SAID I WOULD – 72Blues (Timberyard/Shiny)
No idea what was on the soundtrack to “Natural Born Killers” but it should have been this. Close your eyes and you can picture the principal members of 72Blues, Reggie and Lizzy Ray, cruising the New Mexico back roads, garroting, axing or shot-gunning innocent bystanders and burying the bodies in swamps with “Said I Would” as background music.
Not that the term “background music” stands up because there’s no way you could you have this dirt-caked, bloodied stuff around as mere aural wallpaper. It demands full attention by wailing in your ear with a stale whisky stench on its breath, or hopefully slobbering in your ear and dry-humping your leg until you call the cops with a prime facie case for indecent assault.
Reggie Ray is a Detroiter, soaked in country blues and n’er do well rock and roll and transplanted to Melbourne, who rejoices in throttling his guitar to death in inventive ways. He’s joined by another Motor City expat in Canadian-born Lizzie Ray, a lady thoroughly schooled in the blues who has a large, soulful and cutting vocal with great range and immense presence. They were joined in three studios across two continents (USA and Australia) by a bunch of players including Jonno Guy, Ian Collard and Brian Colechin (Hugo Race and the True Spirit).

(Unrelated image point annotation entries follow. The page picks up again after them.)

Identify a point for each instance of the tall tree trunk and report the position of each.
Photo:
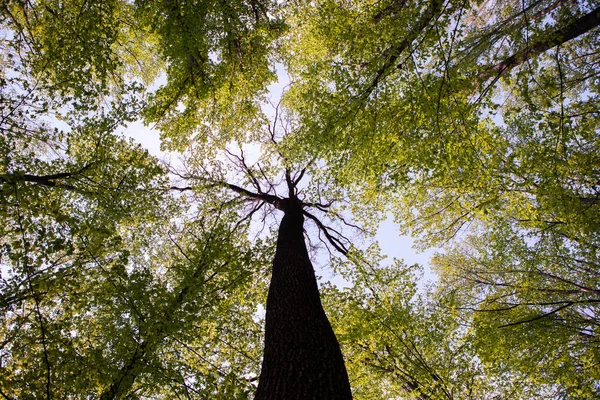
(302, 357)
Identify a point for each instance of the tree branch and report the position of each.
(562, 35)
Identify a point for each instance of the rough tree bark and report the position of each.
(302, 357)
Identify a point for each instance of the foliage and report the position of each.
(473, 123)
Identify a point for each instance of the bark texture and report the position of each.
(302, 357)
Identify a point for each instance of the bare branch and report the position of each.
(335, 242)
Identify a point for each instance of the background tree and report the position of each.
(457, 117)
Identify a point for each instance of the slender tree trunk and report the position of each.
(302, 357)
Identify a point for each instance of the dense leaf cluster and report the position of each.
(474, 124)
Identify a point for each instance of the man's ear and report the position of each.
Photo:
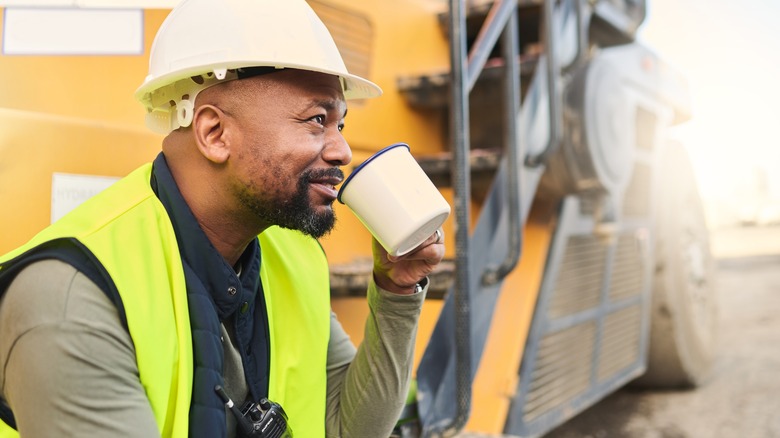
(208, 125)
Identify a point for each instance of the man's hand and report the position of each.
(401, 274)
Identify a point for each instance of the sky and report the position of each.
(730, 52)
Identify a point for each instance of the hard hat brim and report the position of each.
(354, 87)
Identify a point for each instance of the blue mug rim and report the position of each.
(363, 164)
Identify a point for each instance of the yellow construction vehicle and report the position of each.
(578, 257)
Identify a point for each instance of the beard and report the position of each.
(295, 212)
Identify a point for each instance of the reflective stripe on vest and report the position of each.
(127, 218)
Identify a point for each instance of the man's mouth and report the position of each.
(325, 183)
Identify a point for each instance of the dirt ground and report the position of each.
(742, 399)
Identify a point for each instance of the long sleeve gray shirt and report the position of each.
(69, 367)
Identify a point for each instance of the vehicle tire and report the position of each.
(684, 311)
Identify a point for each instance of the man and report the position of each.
(142, 310)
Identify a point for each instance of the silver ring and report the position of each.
(438, 235)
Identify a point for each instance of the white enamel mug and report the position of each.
(394, 199)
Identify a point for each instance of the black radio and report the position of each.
(265, 419)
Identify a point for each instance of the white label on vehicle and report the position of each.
(68, 191)
(73, 31)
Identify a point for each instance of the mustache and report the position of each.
(317, 174)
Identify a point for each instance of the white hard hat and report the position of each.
(204, 42)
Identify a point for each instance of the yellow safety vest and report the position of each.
(128, 230)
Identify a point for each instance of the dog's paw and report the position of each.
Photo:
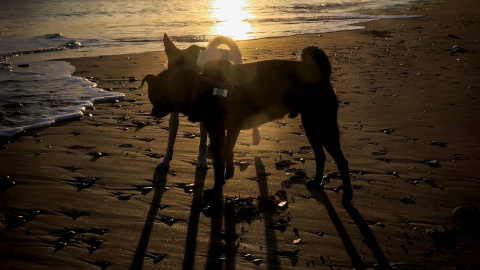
(314, 184)
(229, 172)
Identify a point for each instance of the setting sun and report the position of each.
(232, 19)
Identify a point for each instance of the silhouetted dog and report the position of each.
(243, 96)
(196, 56)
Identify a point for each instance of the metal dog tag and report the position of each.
(220, 92)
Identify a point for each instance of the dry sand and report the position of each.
(86, 193)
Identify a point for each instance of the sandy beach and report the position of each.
(84, 194)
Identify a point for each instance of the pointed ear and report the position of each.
(169, 46)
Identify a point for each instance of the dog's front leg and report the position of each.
(232, 136)
(216, 132)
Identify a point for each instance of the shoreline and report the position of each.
(85, 194)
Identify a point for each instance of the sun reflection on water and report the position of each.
(232, 19)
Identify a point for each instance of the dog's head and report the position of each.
(186, 58)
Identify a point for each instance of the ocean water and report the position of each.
(35, 91)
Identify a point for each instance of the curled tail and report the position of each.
(214, 53)
(316, 64)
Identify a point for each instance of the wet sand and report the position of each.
(84, 194)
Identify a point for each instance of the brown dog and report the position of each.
(260, 92)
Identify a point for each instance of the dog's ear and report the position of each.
(173, 53)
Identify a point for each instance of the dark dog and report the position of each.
(260, 92)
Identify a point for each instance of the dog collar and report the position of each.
(220, 92)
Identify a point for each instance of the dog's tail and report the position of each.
(148, 78)
(235, 54)
(316, 64)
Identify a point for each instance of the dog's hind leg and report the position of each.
(216, 132)
(314, 135)
(333, 148)
(172, 135)
(255, 136)
(232, 136)
(202, 163)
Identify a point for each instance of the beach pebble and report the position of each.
(257, 261)
(380, 224)
(408, 199)
(124, 197)
(282, 206)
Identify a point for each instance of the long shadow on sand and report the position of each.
(193, 220)
(370, 239)
(273, 261)
(159, 181)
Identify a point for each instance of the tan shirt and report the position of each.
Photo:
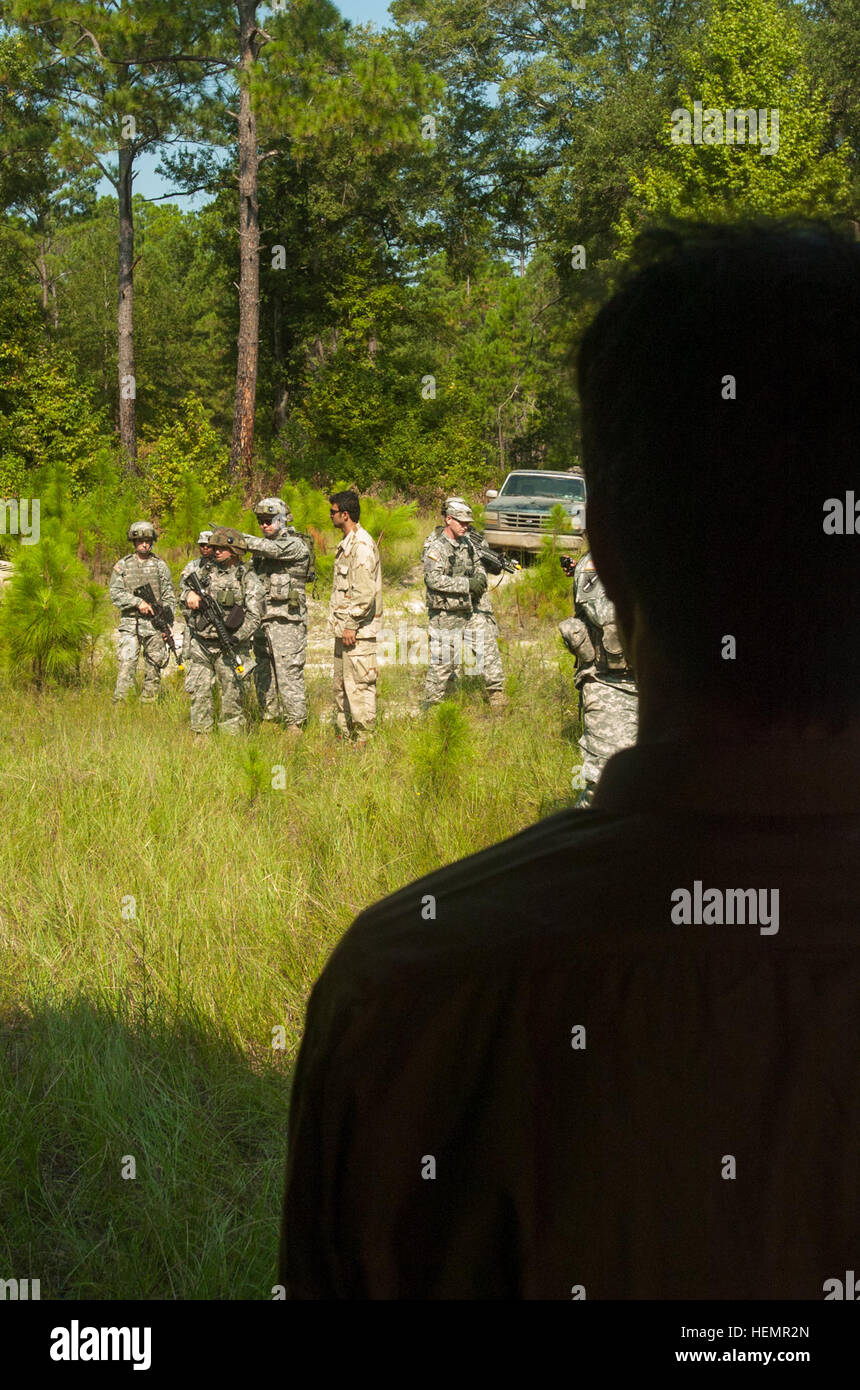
(356, 602)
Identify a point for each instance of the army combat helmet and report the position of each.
(227, 538)
(271, 508)
(457, 509)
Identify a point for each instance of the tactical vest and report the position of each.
(227, 587)
(136, 571)
(459, 563)
(286, 580)
(596, 610)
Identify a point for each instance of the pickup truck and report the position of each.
(517, 517)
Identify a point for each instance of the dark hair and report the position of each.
(717, 505)
(348, 502)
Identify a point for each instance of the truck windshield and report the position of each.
(546, 485)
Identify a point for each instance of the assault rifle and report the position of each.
(505, 560)
(511, 566)
(213, 616)
(160, 617)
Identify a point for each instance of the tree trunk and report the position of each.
(242, 445)
(125, 316)
(281, 392)
(43, 277)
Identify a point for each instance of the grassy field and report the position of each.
(164, 908)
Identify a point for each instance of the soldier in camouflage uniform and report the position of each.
(456, 580)
(607, 690)
(200, 565)
(481, 633)
(353, 617)
(282, 562)
(136, 634)
(242, 598)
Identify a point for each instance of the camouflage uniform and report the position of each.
(607, 690)
(356, 605)
(136, 633)
(282, 566)
(202, 569)
(484, 630)
(448, 569)
(206, 660)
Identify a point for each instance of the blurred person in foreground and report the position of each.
(616, 1055)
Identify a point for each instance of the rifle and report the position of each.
(505, 560)
(213, 615)
(511, 566)
(160, 617)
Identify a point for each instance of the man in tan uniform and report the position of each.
(354, 615)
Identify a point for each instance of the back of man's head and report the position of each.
(720, 412)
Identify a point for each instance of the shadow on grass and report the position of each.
(88, 1098)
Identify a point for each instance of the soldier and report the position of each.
(136, 634)
(606, 684)
(456, 580)
(354, 613)
(204, 560)
(242, 598)
(284, 563)
(481, 633)
(200, 565)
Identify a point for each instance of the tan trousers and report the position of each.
(356, 685)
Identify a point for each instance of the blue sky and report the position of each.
(149, 184)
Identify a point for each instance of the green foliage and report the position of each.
(52, 613)
(750, 54)
(47, 417)
(191, 445)
(442, 749)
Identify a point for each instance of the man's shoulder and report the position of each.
(436, 544)
(482, 912)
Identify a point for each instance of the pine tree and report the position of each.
(52, 612)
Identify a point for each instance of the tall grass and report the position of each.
(164, 911)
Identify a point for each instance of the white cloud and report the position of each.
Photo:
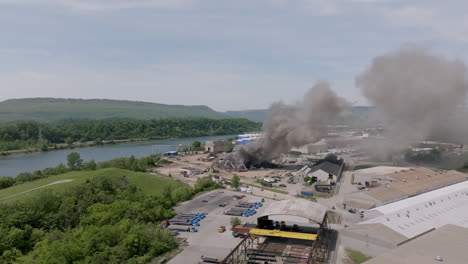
(443, 21)
(97, 5)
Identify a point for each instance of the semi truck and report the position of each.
(182, 228)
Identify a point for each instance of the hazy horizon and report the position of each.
(223, 54)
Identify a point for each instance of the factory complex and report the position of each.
(314, 205)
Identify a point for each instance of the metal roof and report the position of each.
(413, 216)
(449, 242)
(328, 167)
(298, 207)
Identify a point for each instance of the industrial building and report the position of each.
(402, 184)
(218, 146)
(447, 245)
(324, 171)
(419, 214)
(393, 225)
(247, 138)
(289, 231)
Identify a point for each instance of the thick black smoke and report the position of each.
(289, 126)
(415, 93)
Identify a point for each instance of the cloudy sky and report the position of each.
(229, 55)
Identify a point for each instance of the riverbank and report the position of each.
(63, 146)
(12, 165)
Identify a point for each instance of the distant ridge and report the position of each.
(257, 115)
(361, 115)
(58, 109)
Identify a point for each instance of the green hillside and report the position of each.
(150, 184)
(56, 109)
(258, 115)
(360, 116)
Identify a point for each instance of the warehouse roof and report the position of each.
(328, 167)
(448, 242)
(298, 207)
(416, 215)
(380, 170)
(411, 182)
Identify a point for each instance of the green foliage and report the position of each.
(235, 221)
(24, 135)
(106, 219)
(90, 165)
(74, 161)
(76, 110)
(206, 184)
(235, 181)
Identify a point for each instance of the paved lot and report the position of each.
(207, 241)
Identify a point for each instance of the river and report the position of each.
(13, 165)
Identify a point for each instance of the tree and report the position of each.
(235, 181)
(74, 161)
(235, 221)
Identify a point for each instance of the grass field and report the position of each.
(149, 183)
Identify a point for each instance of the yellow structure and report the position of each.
(279, 233)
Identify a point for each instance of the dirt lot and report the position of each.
(207, 241)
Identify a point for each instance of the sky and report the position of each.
(229, 55)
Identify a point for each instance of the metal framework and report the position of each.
(321, 246)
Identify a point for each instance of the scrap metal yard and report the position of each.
(317, 205)
(208, 241)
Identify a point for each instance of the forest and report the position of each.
(36, 135)
(107, 219)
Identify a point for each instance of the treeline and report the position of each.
(75, 163)
(105, 220)
(34, 135)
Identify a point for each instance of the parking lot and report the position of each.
(207, 241)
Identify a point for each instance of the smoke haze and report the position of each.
(289, 126)
(414, 93)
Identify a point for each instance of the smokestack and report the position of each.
(414, 92)
(296, 125)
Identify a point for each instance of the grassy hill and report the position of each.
(57, 109)
(149, 183)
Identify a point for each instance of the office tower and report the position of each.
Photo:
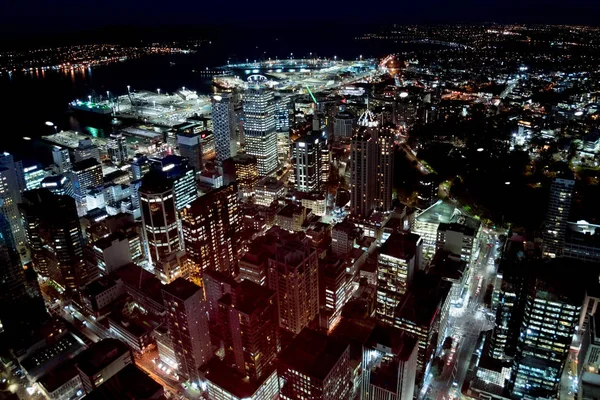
(102, 360)
(427, 192)
(188, 326)
(314, 366)
(306, 158)
(423, 313)
(459, 239)
(334, 289)
(117, 148)
(259, 128)
(10, 196)
(242, 169)
(58, 184)
(86, 150)
(55, 238)
(559, 205)
(159, 216)
(344, 236)
(209, 227)
(178, 171)
(325, 159)
(396, 266)
(552, 307)
(343, 125)
(140, 165)
(389, 364)
(283, 108)
(61, 159)
(190, 147)
(33, 174)
(385, 169)
(363, 174)
(293, 274)
(20, 307)
(87, 174)
(249, 329)
(224, 126)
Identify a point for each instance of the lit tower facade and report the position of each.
(224, 126)
(306, 157)
(259, 128)
(209, 226)
(363, 160)
(559, 205)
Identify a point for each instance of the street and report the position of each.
(465, 324)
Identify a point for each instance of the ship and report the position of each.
(91, 107)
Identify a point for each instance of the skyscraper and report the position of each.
(559, 205)
(159, 216)
(10, 196)
(293, 274)
(209, 226)
(306, 157)
(61, 158)
(552, 309)
(55, 238)
(87, 174)
(363, 174)
(117, 148)
(190, 147)
(385, 169)
(259, 128)
(249, 329)
(224, 126)
(19, 306)
(188, 326)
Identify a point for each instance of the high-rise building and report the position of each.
(306, 158)
(259, 128)
(314, 366)
(423, 313)
(61, 159)
(552, 308)
(248, 318)
(87, 174)
(385, 169)
(242, 169)
(363, 173)
(209, 226)
(188, 326)
(343, 125)
(389, 364)
(371, 169)
(117, 148)
(159, 216)
(10, 196)
(20, 306)
(190, 147)
(33, 174)
(58, 184)
(178, 171)
(87, 149)
(396, 266)
(55, 238)
(559, 205)
(224, 126)
(293, 274)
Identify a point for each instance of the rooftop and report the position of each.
(313, 353)
(100, 355)
(182, 289)
(129, 383)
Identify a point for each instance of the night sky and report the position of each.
(60, 16)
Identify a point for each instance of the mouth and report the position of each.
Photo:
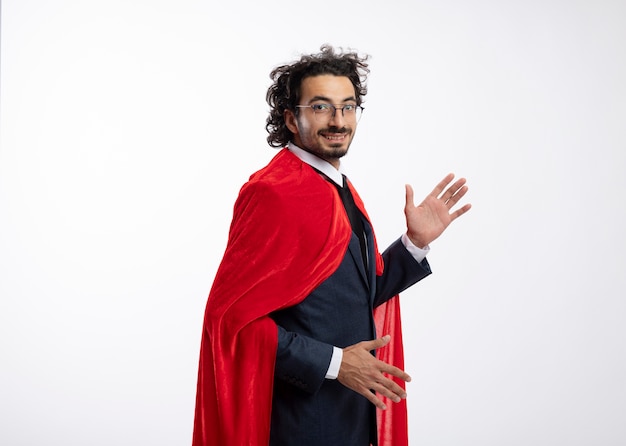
(335, 136)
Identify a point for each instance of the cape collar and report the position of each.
(323, 166)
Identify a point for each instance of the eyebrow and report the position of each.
(324, 98)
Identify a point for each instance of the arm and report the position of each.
(301, 360)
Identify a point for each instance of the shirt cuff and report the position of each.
(335, 363)
(418, 253)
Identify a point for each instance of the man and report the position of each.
(287, 354)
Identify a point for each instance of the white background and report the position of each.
(128, 126)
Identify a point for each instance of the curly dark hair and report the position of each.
(284, 94)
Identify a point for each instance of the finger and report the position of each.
(409, 196)
(395, 371)
(454, 189)
(390, 389)
(456, 196)
(456, 214)
(372, 398)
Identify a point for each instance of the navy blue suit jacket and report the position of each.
(307, 408)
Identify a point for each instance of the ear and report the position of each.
(291, 121)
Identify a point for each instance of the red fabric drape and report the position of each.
(289, 233)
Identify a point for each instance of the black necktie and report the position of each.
(354, 215)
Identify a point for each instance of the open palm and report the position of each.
(427, 221)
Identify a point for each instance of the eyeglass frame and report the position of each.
(358, 109)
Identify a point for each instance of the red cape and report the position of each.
(289, 233)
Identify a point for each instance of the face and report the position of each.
(329, 136)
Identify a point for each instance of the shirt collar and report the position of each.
(323, 166)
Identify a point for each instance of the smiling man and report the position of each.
(301, 342)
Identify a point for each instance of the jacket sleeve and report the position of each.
(301, 360)
(401, 271)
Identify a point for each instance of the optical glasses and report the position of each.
(326, 111)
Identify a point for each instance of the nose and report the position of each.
(337, 118)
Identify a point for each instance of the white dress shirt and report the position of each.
(336, 176)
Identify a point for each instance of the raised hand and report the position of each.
(362, 372)
(427, 221)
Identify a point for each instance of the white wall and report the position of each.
(127, 128)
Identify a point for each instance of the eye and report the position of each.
(321, 108)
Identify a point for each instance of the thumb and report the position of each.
(380, 342)
(409, 195)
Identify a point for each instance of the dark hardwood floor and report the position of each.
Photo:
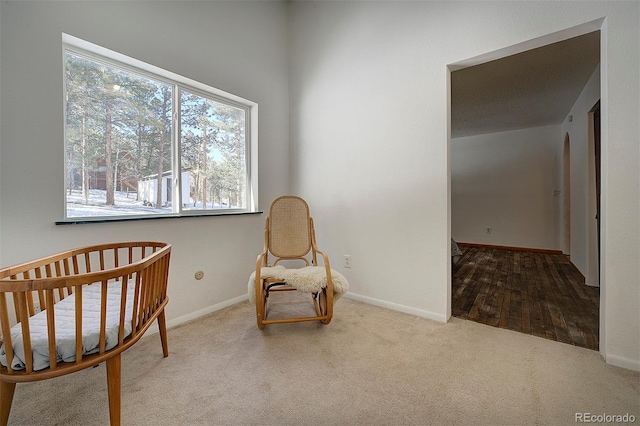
(536, 293)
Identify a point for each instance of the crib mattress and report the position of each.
(64, 312)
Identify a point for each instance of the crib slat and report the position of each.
(136, 301)
(74, 262)
(123, 307)
(78, 293)
(26, 334)
(103, 316)
(6, 331)
(87, 262)
(51, 329)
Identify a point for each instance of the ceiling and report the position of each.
(534, 88)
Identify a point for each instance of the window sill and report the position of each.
(85, 220)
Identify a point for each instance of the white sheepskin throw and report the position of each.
(309, 279)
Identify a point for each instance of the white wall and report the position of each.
(584, 244)
(505, 181)
(369, 134)
(238, 47)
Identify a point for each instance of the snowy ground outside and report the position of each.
(125, 204)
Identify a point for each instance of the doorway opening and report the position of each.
(506, 278)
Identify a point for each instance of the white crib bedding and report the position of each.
(64, 312)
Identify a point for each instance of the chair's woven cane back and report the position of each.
(290, 228)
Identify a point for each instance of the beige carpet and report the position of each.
(370, 366)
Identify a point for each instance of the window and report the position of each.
(141, 141)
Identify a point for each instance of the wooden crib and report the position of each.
(108, 294)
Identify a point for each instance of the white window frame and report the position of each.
(180, 83)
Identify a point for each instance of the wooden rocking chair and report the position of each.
(290, 235)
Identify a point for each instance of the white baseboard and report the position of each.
(397, 307)
(618, 361)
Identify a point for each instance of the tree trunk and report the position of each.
(109, 162)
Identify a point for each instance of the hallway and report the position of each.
(536, 293)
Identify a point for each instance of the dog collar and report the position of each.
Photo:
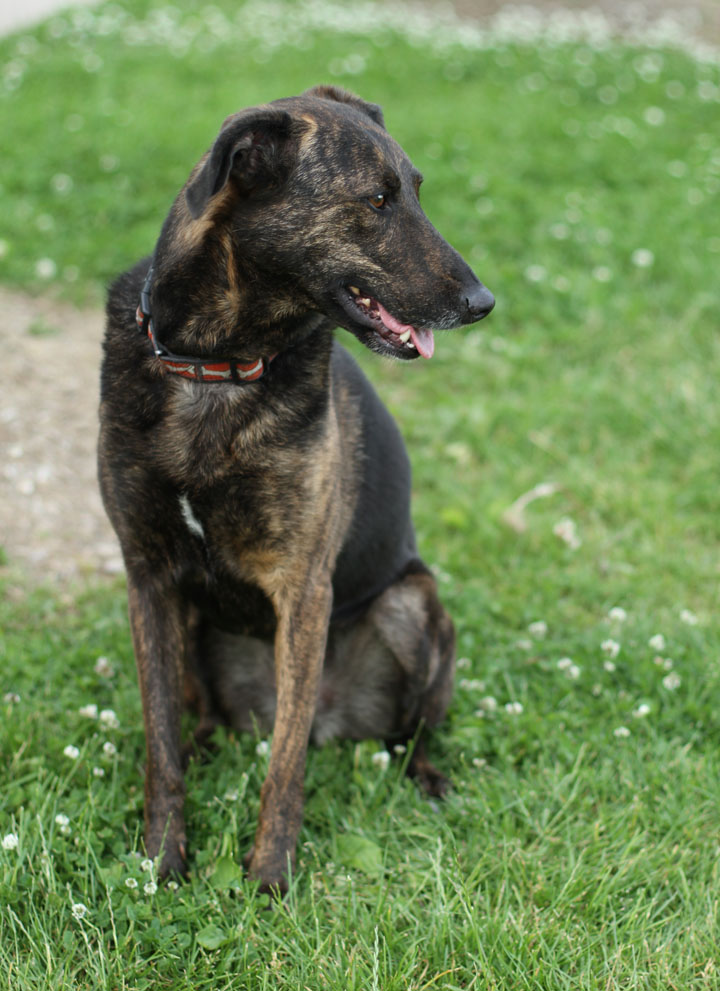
(199, 369)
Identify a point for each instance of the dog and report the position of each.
(258, 487)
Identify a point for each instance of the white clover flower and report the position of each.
(10, 841)
(535, 273)
(654, 116)
(381, 759)
(617, 614)
(45, 268)
(538, 629)
(103, 667)
(108, 719)
(566, 530)
(642, 258)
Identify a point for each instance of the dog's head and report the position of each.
(321, 203)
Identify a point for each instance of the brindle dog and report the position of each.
(259, 488)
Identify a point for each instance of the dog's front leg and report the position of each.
(159, 636)
(299, 654)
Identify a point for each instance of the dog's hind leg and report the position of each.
(413, 625)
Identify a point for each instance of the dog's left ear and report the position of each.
(252, 151)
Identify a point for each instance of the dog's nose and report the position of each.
(479, 302)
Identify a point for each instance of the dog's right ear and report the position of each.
(252, 151)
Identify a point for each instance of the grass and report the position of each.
(579, 849)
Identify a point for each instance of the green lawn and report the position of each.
(579, 848)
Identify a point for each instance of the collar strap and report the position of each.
(199, 369)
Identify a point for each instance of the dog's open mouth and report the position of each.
(405, 340)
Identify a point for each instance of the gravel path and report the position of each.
(52, 524)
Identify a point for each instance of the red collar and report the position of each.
(199, 369)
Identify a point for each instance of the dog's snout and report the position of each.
(479, 301)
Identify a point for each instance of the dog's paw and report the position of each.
(271, 872)
(170, 853)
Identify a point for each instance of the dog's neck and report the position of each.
(235, 315)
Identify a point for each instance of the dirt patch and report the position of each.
(52, 523)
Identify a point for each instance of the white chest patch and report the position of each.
(193, 523)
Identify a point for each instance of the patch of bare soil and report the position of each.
(52, 522)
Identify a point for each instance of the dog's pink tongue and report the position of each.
(422, 339)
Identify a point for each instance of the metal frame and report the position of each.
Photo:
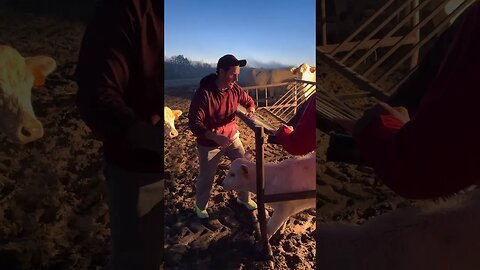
(364, 74)
(261, 138)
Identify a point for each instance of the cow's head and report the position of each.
(17, 77)
(305, 72)
(240, 176)
(170, 117)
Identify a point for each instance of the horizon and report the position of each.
(268, 34)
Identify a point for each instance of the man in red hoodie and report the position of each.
(436, 153)
(212, 120)
(120, 97)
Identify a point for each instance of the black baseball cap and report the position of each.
(228, 60)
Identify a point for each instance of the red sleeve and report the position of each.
(437, 152)
(197, 114)
(245, 100)
(103, 69)
(302, 140)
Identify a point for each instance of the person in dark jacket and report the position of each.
(211, 118)
(120, 98)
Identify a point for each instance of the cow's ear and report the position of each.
(244, 169)
(177, 114)
(41, 67)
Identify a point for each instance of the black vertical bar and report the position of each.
(260, 159)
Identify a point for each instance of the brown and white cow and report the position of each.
(18, 75)
(272, 76)
(170, 117)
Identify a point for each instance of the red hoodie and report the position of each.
(437, 152)
(214, 110)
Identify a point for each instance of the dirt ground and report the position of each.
(53, 212)
(228, 238)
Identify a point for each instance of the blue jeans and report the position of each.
(136, 218)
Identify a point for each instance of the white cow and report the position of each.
(170, 117)
(256, 76)
(17, 77)
(291, 175)
(437, 236)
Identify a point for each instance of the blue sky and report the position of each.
(267, 33)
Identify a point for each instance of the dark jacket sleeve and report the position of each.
(103, 69)
(302, 140)
(436, 153)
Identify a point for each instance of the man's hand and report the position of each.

One world tour and unquantified line-up changes/sackings later, “Said I Would” has come into the world. And a richer place it is for the birth of this musical bastard, the product of a mind-numbingly drunken union between Delta blues and down-home gospel.
While Oliver Stone may have crossed the line into overkill in his movie, the natural born killers of 72Blues get the dynamics just right. There’s a swing and a heady majesty about the opening title track and “Supper is Waiting” (which follows – now there’s a one-two punch) that makes you sit up and listen. Ian Collard tosses some blistering blues harp around the place like discarded beer bottles, and studio collaborator Occasional organ from Matt Heydon and D.A. Chow adds another layer to the rich soundscape.
So many highlights...“That Just Happened” pits wickedly overdriven bottleneck guitar against a god-bothering creationism rave sampled from an old codger who sounds like the voice-over man for the Jim Beam TV ads. “Home” is a rainswept trip to Melbourne that changes down a gear but retains its edginess, thanks to Lizzie's acrid vocal. “Loneside My Bed” is seven minutes of intensity, a smouldering swagger. But it’s “Not No More” that shuts things down and shoots for epic status in its 10 minute-plus lifespan; An acapella opening gambit is layered and crushed by saw’s edge slide guitar and a big, cantankerous groove, everything falling away in a cascade of glorious dissonance (and the return of the Jim Beam man).
OK, there’s the odd falter along the way. I could do without the experimental distraction of “Harmonium”, and Miss Lizzie almost overplays it on “Lawd, A Lonesome Sorry”, before some balls-out guitar-playing either claws things back or pushes them off the edge (I can’t make up my mind which).
Fresh off the Qantas jumbo jet, a stunned Reggie Ray reportedly worked himself up to despondency when he caught the Beasts of Bourbon in all their sweat-drenched, live majesty. No way could he produce anything as dood as that live, he thought. He also cites “Gone” as his first and fave Beasts long-player. Well, “Gone” has its moments (“Saturated”), but is, on the whole, the patchy mongrel in the Beasts litter. “Said I Would” might be markedly less deranged but no less intense and a substantially better album.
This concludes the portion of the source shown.